Deste modo, sem que haja maiores prejuízos e utilizando para
isto o debate, a cooperação e a conciliação desses contratos pode levar em
consideração o fato de que muitos estabelecimentos tiveram seu faturamento
zerado e, por outro lado, a situação econômica dos locadores de
estabelecimentos comerciais, que muitas vezes tem no valor que lhes é pago a título
de aluguel como renda primária, não podendo simplesmente dispor dessas quantias
em razão de estarem elas vinculadas diretamente à sua subsistência.
Mas se a negociação entre o locador e locatário não tiver
resultados positivos, mesmo explícitos os motivos que justificariam tal acordo?
A temática se torna densa neste ponto, pois indubitavelmente não restará
alternativa senão a provocação do Poder Judiciário para dirimir a controvérsia.
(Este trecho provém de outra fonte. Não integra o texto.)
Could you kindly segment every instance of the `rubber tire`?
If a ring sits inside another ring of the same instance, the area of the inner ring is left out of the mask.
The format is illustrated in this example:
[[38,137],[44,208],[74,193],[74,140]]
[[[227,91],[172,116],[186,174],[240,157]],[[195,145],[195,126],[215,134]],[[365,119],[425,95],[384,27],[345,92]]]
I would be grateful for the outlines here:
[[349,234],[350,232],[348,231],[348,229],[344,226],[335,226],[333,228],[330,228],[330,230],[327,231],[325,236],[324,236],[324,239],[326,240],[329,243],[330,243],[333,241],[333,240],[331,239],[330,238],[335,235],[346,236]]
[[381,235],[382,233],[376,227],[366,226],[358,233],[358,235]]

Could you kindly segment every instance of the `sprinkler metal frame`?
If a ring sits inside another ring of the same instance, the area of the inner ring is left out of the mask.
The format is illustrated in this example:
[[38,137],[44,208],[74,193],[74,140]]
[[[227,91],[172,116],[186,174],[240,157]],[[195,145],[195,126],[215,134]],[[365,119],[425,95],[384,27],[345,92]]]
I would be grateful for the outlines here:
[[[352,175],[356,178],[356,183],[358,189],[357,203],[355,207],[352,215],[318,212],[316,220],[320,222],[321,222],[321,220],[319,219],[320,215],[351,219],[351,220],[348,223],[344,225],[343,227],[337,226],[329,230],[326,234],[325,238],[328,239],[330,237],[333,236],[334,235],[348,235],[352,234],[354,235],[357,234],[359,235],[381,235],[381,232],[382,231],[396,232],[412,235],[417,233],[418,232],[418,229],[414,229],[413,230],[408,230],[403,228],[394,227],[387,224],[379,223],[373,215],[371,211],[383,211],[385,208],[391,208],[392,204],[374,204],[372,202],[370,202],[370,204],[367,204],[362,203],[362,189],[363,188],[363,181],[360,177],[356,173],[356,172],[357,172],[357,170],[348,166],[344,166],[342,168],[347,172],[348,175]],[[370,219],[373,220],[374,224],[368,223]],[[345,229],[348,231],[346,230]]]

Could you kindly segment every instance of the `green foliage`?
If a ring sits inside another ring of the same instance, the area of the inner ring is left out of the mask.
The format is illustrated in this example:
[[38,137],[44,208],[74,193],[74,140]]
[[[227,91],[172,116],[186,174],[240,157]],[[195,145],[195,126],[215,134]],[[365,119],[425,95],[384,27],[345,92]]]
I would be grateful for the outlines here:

As partes podem propor ação revisional de aluguel, cujo requisito temporal é de
três anos de vigência de contrato ou do acordo anteriormente realizado entre as
partes, nos moldes da Lei do Inquilinato, requisito temporal que pode ser
afastado face à excepcionalidade de força maior ou caso fortuito, com base na
Teoria da Imprevisão, que considera que quando, por motivos imprevisíveis,
acontecer uma desproporção entre o valor da prestação devida e o momento de sua
execução, o juiz poderá corrigir o valor. No mesmo sentido, o Código Civil
determina que nos contratos de execução continuada, se a prestação se tornar
excessivamente onerosa para uma das partes, em virtude de acontecimentos
extraordinários e imprevisíveis, é possível pleitear por sua revisão.
Pioneira na análise de pedidos de redução do valor da
prestação de aluguel por motivo da pandemia causada pela Covid-19, a 25ª Vara
Cível de Brasília concedeu tutela antecipada para limitar o adimplemento do
contrato de aluguel apenas no contexto de faturamento da empresa requerente.
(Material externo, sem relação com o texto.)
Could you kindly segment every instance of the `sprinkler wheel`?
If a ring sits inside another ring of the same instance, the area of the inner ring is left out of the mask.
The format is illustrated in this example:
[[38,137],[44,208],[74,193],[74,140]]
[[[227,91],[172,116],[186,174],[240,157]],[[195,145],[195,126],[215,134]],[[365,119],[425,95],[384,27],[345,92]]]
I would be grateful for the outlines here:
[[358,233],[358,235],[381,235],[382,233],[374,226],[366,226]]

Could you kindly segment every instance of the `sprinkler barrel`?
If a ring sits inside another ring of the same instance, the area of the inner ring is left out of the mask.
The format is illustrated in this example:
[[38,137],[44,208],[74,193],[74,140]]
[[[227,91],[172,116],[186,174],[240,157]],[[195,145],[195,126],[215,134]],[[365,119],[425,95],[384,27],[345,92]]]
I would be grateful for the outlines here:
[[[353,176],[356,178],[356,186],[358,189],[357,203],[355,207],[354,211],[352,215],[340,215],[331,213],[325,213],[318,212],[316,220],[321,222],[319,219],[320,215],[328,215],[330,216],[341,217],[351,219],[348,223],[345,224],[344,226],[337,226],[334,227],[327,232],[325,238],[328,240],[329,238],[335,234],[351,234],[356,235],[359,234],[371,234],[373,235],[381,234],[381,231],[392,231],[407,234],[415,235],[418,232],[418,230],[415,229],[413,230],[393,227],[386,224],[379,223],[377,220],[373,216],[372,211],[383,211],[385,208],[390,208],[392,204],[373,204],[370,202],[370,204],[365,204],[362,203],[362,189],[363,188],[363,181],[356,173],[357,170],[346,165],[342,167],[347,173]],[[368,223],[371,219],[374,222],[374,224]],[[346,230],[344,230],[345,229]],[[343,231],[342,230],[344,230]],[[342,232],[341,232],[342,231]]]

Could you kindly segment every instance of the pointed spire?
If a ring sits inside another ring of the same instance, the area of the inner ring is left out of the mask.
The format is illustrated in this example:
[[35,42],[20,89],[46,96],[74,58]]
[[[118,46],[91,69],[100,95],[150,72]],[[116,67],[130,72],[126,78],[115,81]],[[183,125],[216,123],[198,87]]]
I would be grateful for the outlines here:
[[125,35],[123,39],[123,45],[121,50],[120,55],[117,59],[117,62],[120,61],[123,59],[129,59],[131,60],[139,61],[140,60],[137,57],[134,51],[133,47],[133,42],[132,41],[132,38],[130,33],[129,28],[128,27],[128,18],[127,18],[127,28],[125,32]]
Também no mesmo sentido, a 22ª Vara Cível do Foro Central de São Paulo concedeu
a redução de 70% do valor do aluguel ao inquilino. Analisando as primeiras
decisões, ficou claro que a flexibilização na prestação dos aluguéis depende do
fato de a atividade desenvolvida pelo locatário, no imóvel locado, ter sido
diretamente atingida com o caso fortuito/força maior em razão da pandemia. Nas
decisões avaliadas foram consideradas circunstâncias como: a queda no
faturamento da empresa por conta de ato oficial que impediu sua atividade; as
condições financeiras do locatário diante da situação pandêmica, isto é, se ele
de fato não conseguiria adimplir o aluguel; a situação do locador, se pessoa
física ou empresa e a sua dependência em relação aos valores auferidos a título
do aluguel do imóvel; e se há outras obrigações a serem cumpridas e que são
consideradas de maior urgência, como contratos trabalhistas.
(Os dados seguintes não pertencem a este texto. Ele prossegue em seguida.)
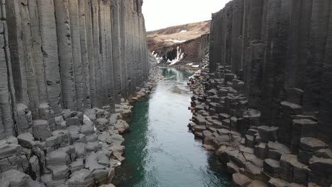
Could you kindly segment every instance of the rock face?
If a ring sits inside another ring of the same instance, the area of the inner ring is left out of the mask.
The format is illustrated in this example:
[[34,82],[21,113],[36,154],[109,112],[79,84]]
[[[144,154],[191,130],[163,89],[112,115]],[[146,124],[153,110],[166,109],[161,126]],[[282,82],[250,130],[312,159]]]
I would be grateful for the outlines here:
[[184,53],[182,62],[199,62],[209,52],[210,21],[192,23],[148,32],[150,51],[157,57],[172,60],[177,47]]
[[234,186],[332,184],[331,7],[233,0],[213,14],[209,68],[189,84],[189,126]]
[[157,80],[142,4],[0,1],[0,186],[110,183],[131,115],[123,98]]
[[[331,6],[331,1],[233,0],[213,14],[210,71],[231,67],[262,125],[277,126],[286,113],[314,114],[321,138],[332,141]],[[282,101],[298,113],[281,112]]]
[[143,86],[150,65],[142,4],[2,1],[0,137],[29,132],[33,120],[62,109],[114,109]]

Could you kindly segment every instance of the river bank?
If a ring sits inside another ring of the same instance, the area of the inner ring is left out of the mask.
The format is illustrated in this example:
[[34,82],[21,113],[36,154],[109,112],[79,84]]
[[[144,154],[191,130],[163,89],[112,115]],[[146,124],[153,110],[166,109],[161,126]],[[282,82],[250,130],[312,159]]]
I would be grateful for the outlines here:
[[[189,82],[194,95],[188,127],[232,174],[233,186],[330,186],[331,176],[323,171],[331,169],[331,149],[309,135],[317,120],[291,103],[297,91],[288,91],[292,97],[280,104],[281,126],[264,126],[260,110],[248,107],[238,77],[231,67],[218,66],[214,73],[199,70]],[[284,130],[289,120],[293,132]],[[278,142],[287,133],[293,133],[291,149]]]
[[126,160],[114,183],[129,186],[230,186],[213,154],[194,140],[184,124],[191,113],[187,85],[194,71],[160,68],[164,79],[133,103],[131,131],[124,135]]

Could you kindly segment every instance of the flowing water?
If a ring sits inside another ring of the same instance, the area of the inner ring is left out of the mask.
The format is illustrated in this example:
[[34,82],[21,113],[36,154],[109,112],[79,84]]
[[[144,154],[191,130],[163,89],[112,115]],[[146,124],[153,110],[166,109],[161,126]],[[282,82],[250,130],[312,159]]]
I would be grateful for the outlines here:
[[230,178],[212,152],[188,132],[192,114],[187,86],[192,71],[162,68],[165,79],[135,103],[126,160],[116,169],[118,187],[222,187]]

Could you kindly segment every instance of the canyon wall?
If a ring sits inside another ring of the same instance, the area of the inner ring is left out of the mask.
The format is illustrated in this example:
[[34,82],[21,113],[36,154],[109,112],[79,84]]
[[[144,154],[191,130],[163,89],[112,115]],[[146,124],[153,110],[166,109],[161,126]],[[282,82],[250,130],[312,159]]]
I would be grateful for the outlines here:
[[1,0],[0,139],[42,118],[119,103],[148,79],[142,0]]
[[182,43],[174,44],[171,46],[160,47],[155,50],[158,57],[164,57],[165,59],[174,60],[177,56],[177,47],[184,53],[184,58],[181,62],[200,62],[201,58],[209,53],[209,35],[204,34],[200,37],[185,41]]
[[234,186],[331,186],[331,0],[233,0],[213,14],[189,127]]
[[244,82],[262,125],[282,125],[281,103],[292,101],[317,118],[316,137],[330,145],[331,8],[330,0],[233,0],[213,14],[210,37],[210,72],[230,66],[225,73]]

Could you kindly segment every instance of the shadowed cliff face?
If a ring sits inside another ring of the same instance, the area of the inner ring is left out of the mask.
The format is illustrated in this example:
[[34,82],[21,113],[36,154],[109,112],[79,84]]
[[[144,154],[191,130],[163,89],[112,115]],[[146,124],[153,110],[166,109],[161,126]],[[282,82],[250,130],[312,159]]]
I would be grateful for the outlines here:
[[325,0],[229,2],[213,14],[211,72],[230,66],[225,73],[244,81],[262,125],[280,125],[280,103],[297,98],[303,113],[318,118],[319,138],[331,142],[331,7]]
[[113,108],[142,86],[149,70],[142,4],[1,1],[0,137],[13,135],[16,106],[33,120],[46,103],[55,115]]

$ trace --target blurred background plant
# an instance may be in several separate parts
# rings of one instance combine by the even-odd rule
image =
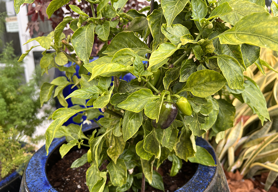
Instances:
[[[34,147],[20,142],[19,132],[11,127],[4,132],[0,126],[0,181],[14,170],[22,175]]]
[[[253,115],[255,109],[243,103],[242,98],[234,94],[235,125],[218,133],[214,145],[227,171],[238,170],[247,178],[269,172],[264,184],[264,190],[268,191],[278,176],[278,57],[276,52],[263,49],[260,58],[245,75],[260,88],[271,121],[262,126],[258,115]]]

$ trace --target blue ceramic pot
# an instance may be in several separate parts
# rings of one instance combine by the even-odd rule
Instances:
[[[96,124],[90,127],[83,126],[86,131],[96,128]],[[46,168],[49,157],[64,143],[64,137],[55,139],[46,156],[45,146],[39,150],[33,156],[26,167],[22,177],[20,192],[57,192],[46,177]],[[175,192],[229,192],[229,190],[224,172],[214,150],[206,140],[198,137],[196,144],[206,148],[213,156],[218,165],[209,167],[199,165],[193,177],[183,186]]]

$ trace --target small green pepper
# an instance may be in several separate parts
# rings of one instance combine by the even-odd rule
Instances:
[[[155,72],[153,72],[153,74],[152,75],[153,76],[153,78],[150,78],[150,80],[149,80],[149,81],[151,83],[151,84],[153,85],[154,86],[155,86],[155,85],[159,80],[159,77],[160,77],[161,73],[160,73],[160,70],[158,70],[157,71]],[[152,91],[153,91],[153,88],[151,87],[148,84],[147,86],[148,88]]]
[[[92,154],[91,149],[90,149],[87,152],[87,160],[88,163],[90,163],[92,162]]]
[[[158,122],[155,120],[152,121],[155,128],[165,129],[168,128],[176,119],[178,115],[178,107],[174,102],[165,101],[162,104],[159,115]]]
[[[181,97],[178,100],[176,103],[178,109],[183,114],[188,116],[190,116],[192,114],[192,107],[187,99],[184,97]]]

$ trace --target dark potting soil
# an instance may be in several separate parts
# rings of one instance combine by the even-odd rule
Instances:
[[[87,163],[79,167],[70,168],[72,162],[81,157],[87,151],[81,149],[70,151],[47,172],[47,177],[50,183],[58,191],[89,191],[86,185],[86,171],[90,167],[90,164]],[[172,164],[166,160],[157,170],[163,178],[165,192],[173,192],[183,186],[192,177],[197,169],[197,164],[183,161],[182,169],[177,175],[171,177],[170,176],[170,171]],[[147,182],[146,186],[145,192],[162,191],[148,186]]]
[[[80,149],[68,153],[47,172],[47,177],[56,190],[63,192],[89,191],[86,185],[86,171],[91,166],[90,164],[87,163],[77,168],[70,168],[72,162],[87,151]]]

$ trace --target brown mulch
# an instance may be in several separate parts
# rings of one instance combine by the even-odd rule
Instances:
[[[264,188],[268,173],[255,176],[255,180],[244,179],[238,170],[234,173],[225,171],[225,174],[231,192],[267,192]],[[269,192],[278,192],[277,187],[277,183],[275,182]]]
Diante dos fatos expostos, ressalta-se da importância de
cooperação entre as partes nos contratos de aluguel comercial, sobretudo para
que se evite uma quantidade exorbitante de ações no Poder Judiciário, já
sobrecarregado, para que se estabeleça um consenso que pode muito bem ser
ajustado entre locador e locatário. Vivemos em tempos de crise e isto não
compõe novidade. A Ciência do Direito tem por base as relações fundadas nas
ciências sociais, esta que vê no indivíduo e na sua conduta a principal causa
para sistematizar paradigmas e estabelecer princípios. Considerando isso, é
legítima e necessária, nos tempos atuais, a afirmação de necessidade de
cooperação nos contratos de locação de imóveis, sobretudo aos destinados ao
comércio, considerando o desequilíbrio inevitavelmente instaurado em diversos
institutos da seara contratual por conta da Covid-19.